I interviewed certain people with special angles of vision on flight attending, such as five union officials who were trying to persuade a reluctant local membership to accept the contract they had just proposed to American Airlines, and a sex therapist who in her ten years of practice had seen some fifty flight attendants as clients. I observed an assertiveness training course for flight attendants in which encounters with “problem” passengers were enacted. I might also mention stray conversations (with a Clipper Club receptionist at Pan American and with two pilots readying their plane for Hong Kong), a guided tour through a Pan Am plane, and a two-hour visit in the galley of a Delta plane where a flight attendant in blue jeans unloaded dirty trays and talked of escaping to law school.
I followed emotion work into the job market via another route as well. Whereas flight attendants do emotion work to enhance the status of the customer and entice further sales by their friendliness, there is another side of the corporate show, represented by the bill collectors who sometimes deliberately deflate the status of the customer with distrust and anger. As a miniproject, I interviewed five bill collectors, starting with the head of the Delta billing department, a man whose office overlooked nearly an acre of women sorting billing forms.
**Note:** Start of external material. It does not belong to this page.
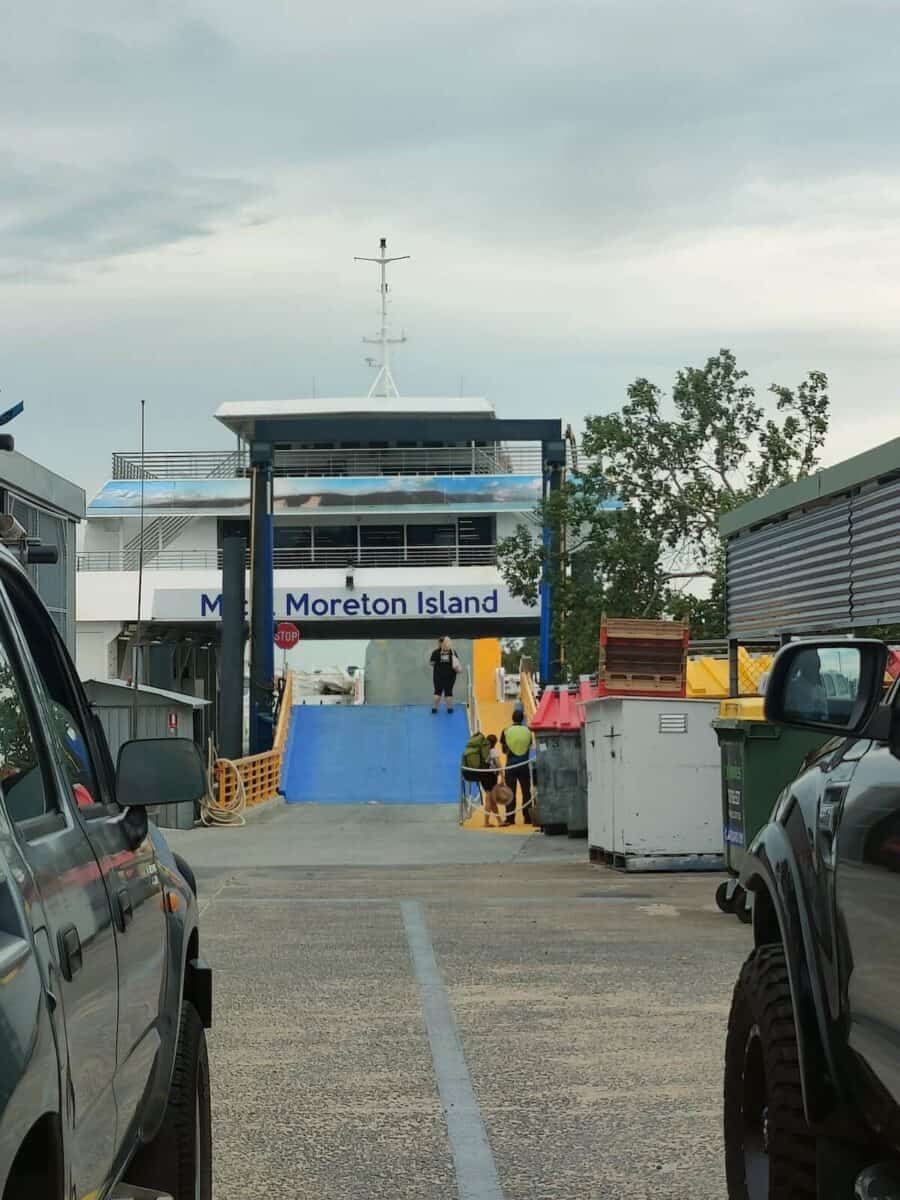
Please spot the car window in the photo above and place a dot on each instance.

The flight attendant and the bill collector, the toe and the heel of capitalism, illustrate two extremes of occupational demand on feeling. I have drawn most of my illustrations from the world of the flight attendants. I did not make a full — scale study of the bill collectors, but my interviews with them do suggest that the same principles of emotional labor apply to very different jobs and very different feelings.
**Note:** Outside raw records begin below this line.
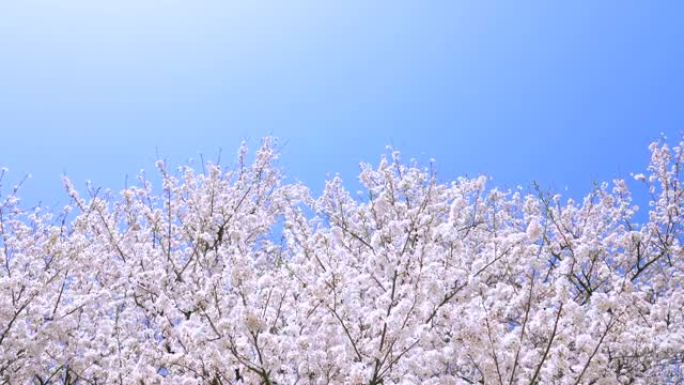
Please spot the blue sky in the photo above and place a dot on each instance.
(562, 93)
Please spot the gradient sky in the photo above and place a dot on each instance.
(565, 94)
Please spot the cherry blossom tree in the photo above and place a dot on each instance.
(232, 276)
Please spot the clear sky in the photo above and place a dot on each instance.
(564, 93)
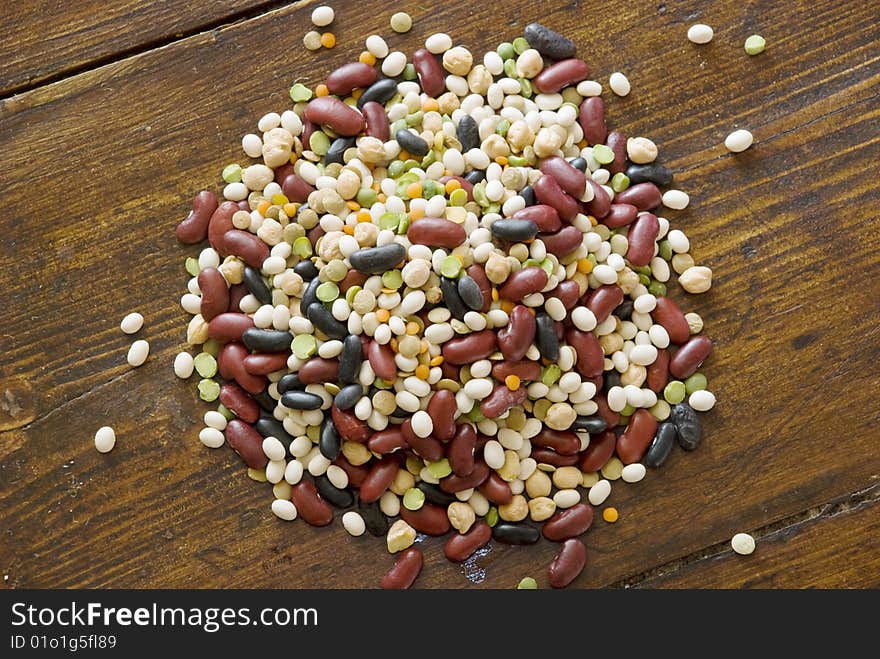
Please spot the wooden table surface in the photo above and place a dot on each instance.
(114, 114)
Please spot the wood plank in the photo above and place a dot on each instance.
(44, 40)
(787, 227)
(824, 551)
From these three pools of data, then, I have drawn three samplings of an emotional system. The first, taken from private accounts of students, reveals the private face of the emotional system. The second, drawn from the world of flight attendants, tells of its public front. The third, drawn from the world of bill collectors, tells of its public back. This book is not intended as an empirical report, or not simply as that. It provides what would have to underlie such a report— a set of illustrated ideas about how society uses feeling. Its purpose is to point in a certain direction and to offer the reader a fresh angle of vision. With the exception of illustrations from published prose or fiction (which are cited in the notes), all the quotations I offer are from real people.